I finally realized some of the limitations and problems of being in Ukraine. It seemed so close to America, but it was not. I had to ration this one bottle of water and I couldn’t communicate what was wrong to my host mother, and I couldn’t even pick up the phone and call my own mother. More than anything, I just wanted a comfortable bed.
But then I realized how lucky I was to be stationed in Ukraine, to have a bout in a house with a flushing toilet. I couldn’t imagine what it would be like if I had to repeatedly run out to an outhouse buzzing with flies and mosquitoes.
Finally, about five in the morning, my stomach had stopped churning and inflating long enough for me to drift off into a couple hours of sleep. And when I awoke, like the nurse predicted, I was feeling better. Peace Corps Medical called to check on me and the nurse gave me a run down for the day: sleep, juice, bouillon, bananas, water, nothing else.
I had the nurse call my Language and Cultural Facilitator, Oxana, who spoke both languages and have her call Anna to tell her what I needed, since going back and forth with the dictionary wasn’t working, especially with how exhausted I was.
The LCF called a few minutes later, and Anna began ranting in high pitched Ukrainian, working herself in a tizzy over my state.
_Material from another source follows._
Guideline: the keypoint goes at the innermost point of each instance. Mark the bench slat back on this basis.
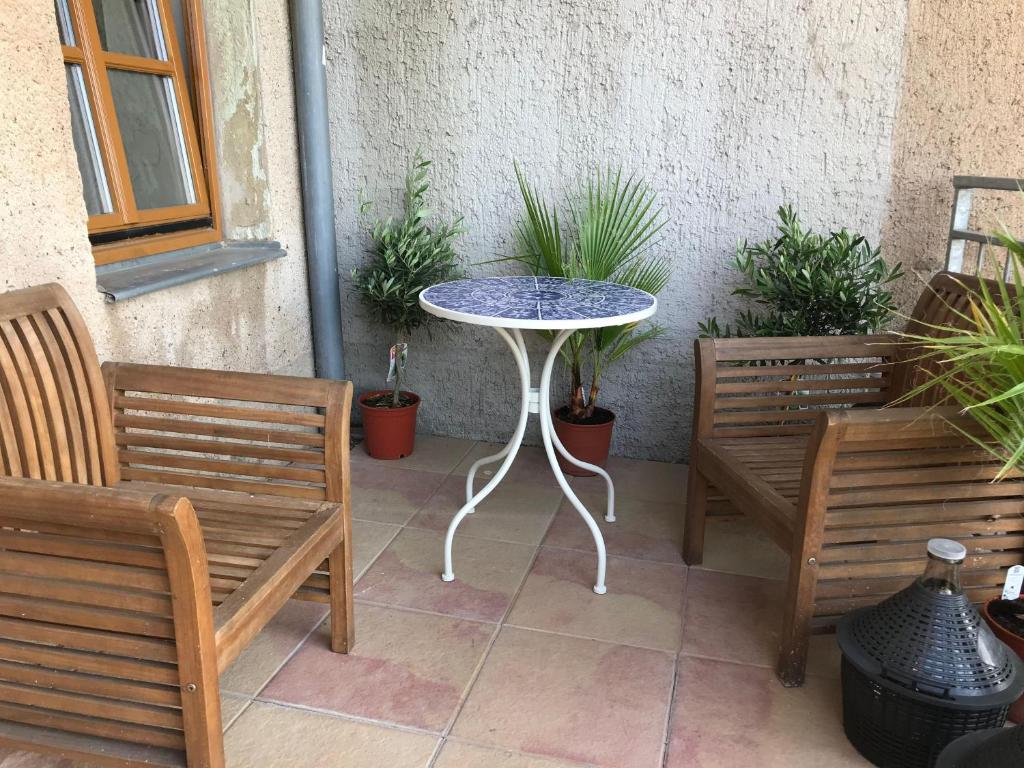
(227, 431)
(54, 418)
(887, 498)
She was obviously very worried, and I was really touched. Finally she calmed down to listen to Oxana.
After she got off the phone, Anna made me some tea. At that point I was getting frustrated. I did not want tea. It was too hot, and I couldn’t keep it down. I wanted water, lots and lots of water. I must have lost literally gallons of water during the night, and I felt parched. I gave Anna 20 hrivna and tried to convey that I needed juice, bananas and water. Water, please, water. Anna pushed the money back at me and said that she knew I needed it, but she wanted me to drink tea. As I started sipping it, she left to get the groceries, and I realized that once again even a tiny cross-cultural thing like bottled water was working against me.
Anna came back with the juice and bananas, but no water. I was ready to throw in the towel, resolving to go out and get water myself as soon as I felt a bit better. After eating a banana and sipping some juice I went back to my bedroom. And there, on the bedside table, and newly bought by Anna, were two bottles of water.